We are afraid to go to a busy playground as she simply looks around to see who her next victim of violent crime could be. She stands there chewing her dummy like Popeye surveying the playground like a mafia boss on a hit. The swings go quiet and people get uncomfortable when she arrives.Kids hurry home for dinner at 10am.She  is fine on the swing but its the slides where the trouble starts.

Not one for the cueing system she will remove boys , girls, adults and  animals from her path. On a recent trip to Fitzgeralds park at the weekend she punched one lad of 4, pushed another lad of 3 off the end of the slide and kicked a mother who was trying to coax her nervous daughter Down the slide.

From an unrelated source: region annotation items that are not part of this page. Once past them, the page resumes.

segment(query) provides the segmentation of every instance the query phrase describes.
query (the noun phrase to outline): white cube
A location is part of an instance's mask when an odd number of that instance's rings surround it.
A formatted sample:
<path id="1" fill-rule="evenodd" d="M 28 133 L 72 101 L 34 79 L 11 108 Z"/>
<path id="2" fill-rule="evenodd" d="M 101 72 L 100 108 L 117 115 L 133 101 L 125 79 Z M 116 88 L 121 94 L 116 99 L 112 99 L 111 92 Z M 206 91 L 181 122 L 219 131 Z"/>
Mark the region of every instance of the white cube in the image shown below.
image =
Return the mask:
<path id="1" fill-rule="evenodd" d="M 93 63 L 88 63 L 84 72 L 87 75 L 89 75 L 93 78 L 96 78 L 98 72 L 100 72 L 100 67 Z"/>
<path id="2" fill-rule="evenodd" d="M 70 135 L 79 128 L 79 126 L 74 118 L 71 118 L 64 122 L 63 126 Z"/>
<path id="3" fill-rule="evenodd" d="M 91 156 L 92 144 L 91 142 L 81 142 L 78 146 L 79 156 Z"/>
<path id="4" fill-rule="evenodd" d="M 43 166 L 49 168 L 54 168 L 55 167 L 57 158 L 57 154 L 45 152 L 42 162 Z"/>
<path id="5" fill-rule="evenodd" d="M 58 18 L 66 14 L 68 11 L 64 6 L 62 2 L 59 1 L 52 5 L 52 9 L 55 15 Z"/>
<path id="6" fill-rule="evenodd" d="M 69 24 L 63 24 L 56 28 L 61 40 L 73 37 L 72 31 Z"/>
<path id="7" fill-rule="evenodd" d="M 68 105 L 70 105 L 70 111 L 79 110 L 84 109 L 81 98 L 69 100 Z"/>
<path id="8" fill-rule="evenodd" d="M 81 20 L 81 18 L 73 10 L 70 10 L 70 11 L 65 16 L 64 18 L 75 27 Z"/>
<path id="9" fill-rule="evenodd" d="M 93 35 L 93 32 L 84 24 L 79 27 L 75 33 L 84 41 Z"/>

She  waits on the ladder for people to come up the steps so she can kick them. 

When I let out a roar then to tell her she is being bold she sticks out her finger and roars incoherent babble at me and everyone laughs as she launches down the slide again.

Like her mam then she will  not walk anywhere. If you have to travel a distance of more than 50 feet at one go the the cry goes up "daddy shoulders now please". I'm like the fuckin hunchback of  Notre dame from carrying "Don Ellione" around the place. I have shrunk 2 inches from her thunder thighs busting my neck muscles. 

Her poor 4.5 year old sister is bullied by her. Ellie will not put on a cost unless Mia does. She won't take off her shoes or put them on until her sister does. She orders poor Mia to do everything and the fool does it as she is too soft altogether.We have to have a lifetime supply of actimel drinks and pork onion and tomato to hand or we will all perish.

What can be done with this thug? At the time of going to print my family and I are safe but as soon as she learns to read or is informed of this article I may wake up with a horses head or a my little pony head in my bed and could end up sleeping with the fishy's. If that happens you know who murdered  me. It was the small blond "Don Ellione" with the chewed up red dummy!!!